You are also right about the structure of the Fourier transform of the 2D slice. What you get is the sum of the slices in Figure 2 and that amounts to Figure 5.

If you want to link me, I’m @won3d on twitter

Done.

Wouldn’t a similar issue come up with 1D slices of a 2D blue noise texture? (I’ve been playing with your 2D noise textures, and misusing them in all kinds of horrible ways. Lots of nice artifacts have come up in the process, and it seems a subset of them could be explained this way.)

Anyway, thanks for the analysis, this is great stuff!

Yes, absolutely. If you sum over the rows of the 2D Fourier transform shown in Figure 6, you get the 1D Fourier transform of a 1D column from the blue noise texture. The blue noise properties will be fairly poor, low frequency components would be only slightly weaker than higher frequencies.

If you want, you can use my code to generate 1D blue noise that actually has good blue noise properties. Just pass (1024,) as OutputShape where 1024 may be replaced by any other number of samples.

Fantastic, that works beautifully!

For the RGBA examples you created, were those 3D textures 4 pixels deep?

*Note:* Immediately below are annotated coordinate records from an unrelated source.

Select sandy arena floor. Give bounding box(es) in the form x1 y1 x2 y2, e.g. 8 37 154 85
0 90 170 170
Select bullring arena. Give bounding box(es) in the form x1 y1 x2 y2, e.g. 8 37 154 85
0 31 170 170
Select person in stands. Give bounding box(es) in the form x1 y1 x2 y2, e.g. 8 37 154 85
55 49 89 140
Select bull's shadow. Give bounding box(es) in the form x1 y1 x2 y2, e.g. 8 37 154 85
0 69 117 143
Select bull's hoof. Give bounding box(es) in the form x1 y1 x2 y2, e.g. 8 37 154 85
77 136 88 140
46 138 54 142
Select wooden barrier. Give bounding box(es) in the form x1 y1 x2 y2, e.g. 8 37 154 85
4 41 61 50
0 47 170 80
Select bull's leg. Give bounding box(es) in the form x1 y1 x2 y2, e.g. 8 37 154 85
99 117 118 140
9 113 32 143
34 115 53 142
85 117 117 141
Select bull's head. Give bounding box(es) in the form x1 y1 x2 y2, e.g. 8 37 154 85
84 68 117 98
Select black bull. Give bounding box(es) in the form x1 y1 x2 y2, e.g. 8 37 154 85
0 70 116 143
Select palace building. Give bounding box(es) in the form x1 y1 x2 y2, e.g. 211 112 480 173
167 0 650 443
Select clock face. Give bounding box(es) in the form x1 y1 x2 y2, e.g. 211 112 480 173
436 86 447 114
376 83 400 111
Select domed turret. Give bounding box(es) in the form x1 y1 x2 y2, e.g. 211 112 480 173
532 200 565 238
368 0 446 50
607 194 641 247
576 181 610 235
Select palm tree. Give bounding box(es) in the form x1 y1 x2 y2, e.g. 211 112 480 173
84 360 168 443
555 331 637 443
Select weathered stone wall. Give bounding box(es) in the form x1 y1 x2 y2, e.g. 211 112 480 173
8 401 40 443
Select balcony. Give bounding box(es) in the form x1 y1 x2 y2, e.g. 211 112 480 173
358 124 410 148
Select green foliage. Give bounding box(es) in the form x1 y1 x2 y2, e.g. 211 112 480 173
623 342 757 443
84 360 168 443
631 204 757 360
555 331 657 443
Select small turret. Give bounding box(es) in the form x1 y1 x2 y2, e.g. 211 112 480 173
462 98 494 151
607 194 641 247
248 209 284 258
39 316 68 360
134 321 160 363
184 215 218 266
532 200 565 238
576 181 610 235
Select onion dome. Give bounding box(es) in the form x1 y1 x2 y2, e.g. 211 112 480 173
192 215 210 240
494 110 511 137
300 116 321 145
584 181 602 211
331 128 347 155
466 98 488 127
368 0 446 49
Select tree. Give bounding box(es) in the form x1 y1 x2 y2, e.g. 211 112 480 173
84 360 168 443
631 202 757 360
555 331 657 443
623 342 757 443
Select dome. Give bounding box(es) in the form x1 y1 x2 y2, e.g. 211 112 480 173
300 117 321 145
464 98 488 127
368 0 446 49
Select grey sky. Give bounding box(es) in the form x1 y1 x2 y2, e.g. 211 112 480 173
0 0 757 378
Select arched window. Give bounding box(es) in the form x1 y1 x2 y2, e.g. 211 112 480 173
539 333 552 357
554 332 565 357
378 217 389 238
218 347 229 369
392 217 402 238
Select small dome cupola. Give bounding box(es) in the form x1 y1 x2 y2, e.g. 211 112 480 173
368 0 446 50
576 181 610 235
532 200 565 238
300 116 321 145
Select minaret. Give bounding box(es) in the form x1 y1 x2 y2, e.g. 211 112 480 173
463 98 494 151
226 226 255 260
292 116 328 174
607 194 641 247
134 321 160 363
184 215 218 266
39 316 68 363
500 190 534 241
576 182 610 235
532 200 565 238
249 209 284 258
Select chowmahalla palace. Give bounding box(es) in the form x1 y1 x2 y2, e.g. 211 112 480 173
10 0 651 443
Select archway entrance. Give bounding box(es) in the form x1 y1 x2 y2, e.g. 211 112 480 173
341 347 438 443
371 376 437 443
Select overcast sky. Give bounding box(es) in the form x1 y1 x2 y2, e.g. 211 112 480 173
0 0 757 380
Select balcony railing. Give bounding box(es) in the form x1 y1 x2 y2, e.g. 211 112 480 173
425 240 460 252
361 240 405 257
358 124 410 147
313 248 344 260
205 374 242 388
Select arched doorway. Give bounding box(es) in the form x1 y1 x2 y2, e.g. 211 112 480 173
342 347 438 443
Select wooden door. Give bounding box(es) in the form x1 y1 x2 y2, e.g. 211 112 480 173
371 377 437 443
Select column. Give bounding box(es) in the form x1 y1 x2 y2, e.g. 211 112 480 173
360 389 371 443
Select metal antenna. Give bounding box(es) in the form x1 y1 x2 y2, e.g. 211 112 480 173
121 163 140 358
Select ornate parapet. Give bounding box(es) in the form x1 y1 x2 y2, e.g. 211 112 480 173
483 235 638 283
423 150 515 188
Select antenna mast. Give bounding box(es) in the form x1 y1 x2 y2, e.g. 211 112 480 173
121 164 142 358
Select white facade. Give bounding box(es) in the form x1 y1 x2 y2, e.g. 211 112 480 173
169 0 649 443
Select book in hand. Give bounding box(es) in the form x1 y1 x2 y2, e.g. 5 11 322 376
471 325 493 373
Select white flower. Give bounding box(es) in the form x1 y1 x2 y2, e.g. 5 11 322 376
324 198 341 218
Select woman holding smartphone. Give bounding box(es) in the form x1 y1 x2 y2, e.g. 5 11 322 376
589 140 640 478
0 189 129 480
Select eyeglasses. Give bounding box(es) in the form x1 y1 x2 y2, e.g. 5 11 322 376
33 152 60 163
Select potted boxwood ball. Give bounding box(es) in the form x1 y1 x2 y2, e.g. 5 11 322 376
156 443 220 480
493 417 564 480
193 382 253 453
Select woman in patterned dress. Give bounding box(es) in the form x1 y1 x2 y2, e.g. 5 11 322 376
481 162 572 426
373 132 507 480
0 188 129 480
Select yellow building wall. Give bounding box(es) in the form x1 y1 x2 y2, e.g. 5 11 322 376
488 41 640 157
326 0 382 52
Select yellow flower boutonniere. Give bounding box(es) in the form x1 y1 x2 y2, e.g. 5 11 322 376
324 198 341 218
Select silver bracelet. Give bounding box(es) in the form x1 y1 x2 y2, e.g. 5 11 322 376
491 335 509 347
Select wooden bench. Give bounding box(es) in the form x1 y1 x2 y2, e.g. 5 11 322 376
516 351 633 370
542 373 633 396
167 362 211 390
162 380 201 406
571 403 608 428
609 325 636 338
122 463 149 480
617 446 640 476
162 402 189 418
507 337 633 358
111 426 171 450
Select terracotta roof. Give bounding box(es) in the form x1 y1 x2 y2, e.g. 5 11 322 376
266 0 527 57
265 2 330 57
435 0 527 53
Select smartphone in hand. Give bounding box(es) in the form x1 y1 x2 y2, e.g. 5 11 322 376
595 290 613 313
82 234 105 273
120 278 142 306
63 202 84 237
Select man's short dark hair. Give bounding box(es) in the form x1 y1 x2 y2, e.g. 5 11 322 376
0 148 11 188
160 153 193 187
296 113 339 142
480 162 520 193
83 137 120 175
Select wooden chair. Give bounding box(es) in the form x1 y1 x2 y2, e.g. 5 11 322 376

Or is each channel a separate 2D texture with a different random seed?

Neat. If you get the chance, you should store it into a *.wav file to get a feeling for the true meaning of high-frequent noise 😉 .

The RGBA textures are just four independently computed noise textures in one file. In nearly all scenarios this should be what you want. Even with a small number of slices the problem described above becomes relevant. It is only slightly weaker because with few samples you miss most of the exterior of the spherical center region.